На сегодняшний день в моём далеко не плотном графике запланирован вернисаж с особой «атмосферой», «публикой» и «душой». И я отлично знаю, и ОН отлично знает, чем именно для нас обоих закончится это мероприятие.
Всё не было бы так печально, если бы я имела хоть малейшее представление о том, что это будет за событие, и как мне наряжаться. Дерзкая мысль о джинсах и футболке быстро сдаётся натиску разума и я, не мудрствуя лукаво, хватаю первое попавшееся не слишком вычурное и блескучее платье-футляр. Единственный его козырь – цвет, он стальной. Ну и… вырез. Глубокий остроконечный вырез – это всё, что я могу сказать о своей одежде. Женщина, открывающая свою грудь так глубоко, делает мужчине приглашение.
Ни кудрей, ни гривы до поясницы или, того и гляди, пониже её - у меня самые обычные естественно чёрные и до безобразия прямые волосы. Единственное, что делает меня похожей на мало-мальски привлекательную женщину – это брови. Они в меру широкие, прямые и ровные – опять же от рождения, и как, в принципе, у любой бразилианки по происхождению.
Я крашу свой рот в цвет крови. Стойкая помада на моих и без того выдающихся губах не говорит, нет, она вопит о преступлении. Сердце колотится в груди, как сумасшедшее, просит остановиться, но моё решение уже принято.
15 минут…
Когда-нибудь мы все умрём: и плохие, и хорошие, и правые, и виноватые, но сегодня я получу свои 15 минут.
Смотрю на собственное отражение в зеркале нашей столько лет общей с мужем ванной и глаз своих не вижу, только губы.
В галерее чувствую себя одной из выставленных картин - эдакий субъективный шедевр для тонких ценителей ньюмодернизма - на фоне голубоглазых блондинок англосакского происхождения я выгляжу ярко.
В толпе холёных Ванкуверцев не видно ни Анселя, ни моих одногруппниц - азиаток, меня приветствуют несколько знакомых лиц, чьи имена я никогда не старалась запомнить.

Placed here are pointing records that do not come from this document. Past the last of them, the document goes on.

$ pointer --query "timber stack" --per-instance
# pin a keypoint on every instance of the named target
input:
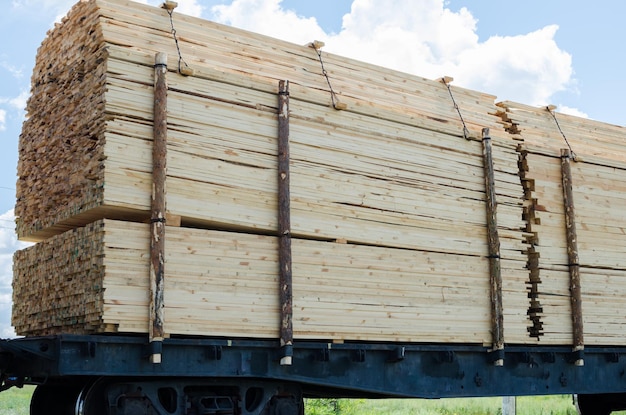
(406, 222)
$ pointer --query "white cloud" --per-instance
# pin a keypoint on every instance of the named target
(571, 111)
(424, 38)
(267, 17)
(8, 245)
(17, 103)
(15, 72)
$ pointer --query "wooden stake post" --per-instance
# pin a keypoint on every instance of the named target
(284, 227)
(572, 253)
(493, 242)
(157, 228)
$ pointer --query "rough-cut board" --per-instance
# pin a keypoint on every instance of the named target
(94, 279)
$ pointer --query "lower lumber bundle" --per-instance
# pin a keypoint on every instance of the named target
(95, 279)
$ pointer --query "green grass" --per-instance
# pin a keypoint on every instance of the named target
(16, 401)
(543, 405)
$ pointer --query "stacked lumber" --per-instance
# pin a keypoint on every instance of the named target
(391, 176)
(599, 191)
(99, 274)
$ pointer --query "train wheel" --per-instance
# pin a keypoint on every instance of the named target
(92, 399)
(55, 399)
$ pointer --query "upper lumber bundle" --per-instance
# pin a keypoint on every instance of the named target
(392, 177)
(394, 163)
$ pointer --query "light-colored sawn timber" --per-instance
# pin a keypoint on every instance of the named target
(388, 206)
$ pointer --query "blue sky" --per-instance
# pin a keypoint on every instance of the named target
(563, 52)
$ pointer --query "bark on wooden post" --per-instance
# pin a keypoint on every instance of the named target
(572, 254)
(157, 227)
(284, 227)
(493, 242)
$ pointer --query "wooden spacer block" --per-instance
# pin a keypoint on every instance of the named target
(169, 5)
(186, 71)
(316, 44)
(340, 106)
(173, 220)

Первые десять минут я пытаюсь понять художественность мазни, занимающей место на стенах одной из центральных галерей в городе. Обращаю внимание на технику, стараюсь разгадать задумку творца, как и наказывал учитель, но, то ли я тупа, то ли совершенно не восприимчива к прекрасному, постигнуть суть искусства, увы, не удаётся. Я пробираюсь в глубь зала, шарю глазами в поисках цели своего визита и нахожу его в компании негромко смеющихся дам. Маэстро, в кои-то веки сменивший джинсы и майку на брюки и тёмно синюю рубашку, выглядит… магнетически. Сквозь фирменную улыбку с печатью «я делаю вам одолжение» уверенно проглядывает его действительно приподнятое настроение. Он замечает меня не сразу - целиком поглощён общением: после каждой его лениво брошенной фразы азиатки заходятся весельем, кокетливо прикрывая маленькими ручками свои рты.
Я успеваю довольно долго понаблюдать эту картину, пока Ансель не цепляет взглядом мою одинокую фигуру. Выражение его лица сменяется на… неопределённое.
Между нами всего 12 лет. Что такое 12 лет на фоне бесконечности времени? И, тем не менее, эта цифра обескураживает. Мне кажется, я физически ощущаю каждый свой изъян, всякий признак старения: каждую зарождающуюся морщину, седой волос, ямку на коже вместо юной ровности и гладкости.
И вот он совершает своё фирменное моложавое движение головой вниз, затем медленно вверх, когда взгляд возвращается уже совершенно другим: так, наверное, смотрят стриптизёры в клубе на перспективно упакованных дам.
Не отрывая взгляда, Ансель с демонстративной неторопливостью подходит ко мне. Мне кажется, он не ожидал, что я заявлюсь, и уже успел обрисовать планы на вечер. Эти планы, вытянув погрустневшие лица, остались стоять у столика с напитками, а сам маэстро ещё не определился, что ему на сегодня интереснее: молодое, свежее, доступное и понятное или одинокий, весь в пыли и трещинах, чужой трофей с сомнительной антикварной ценностью.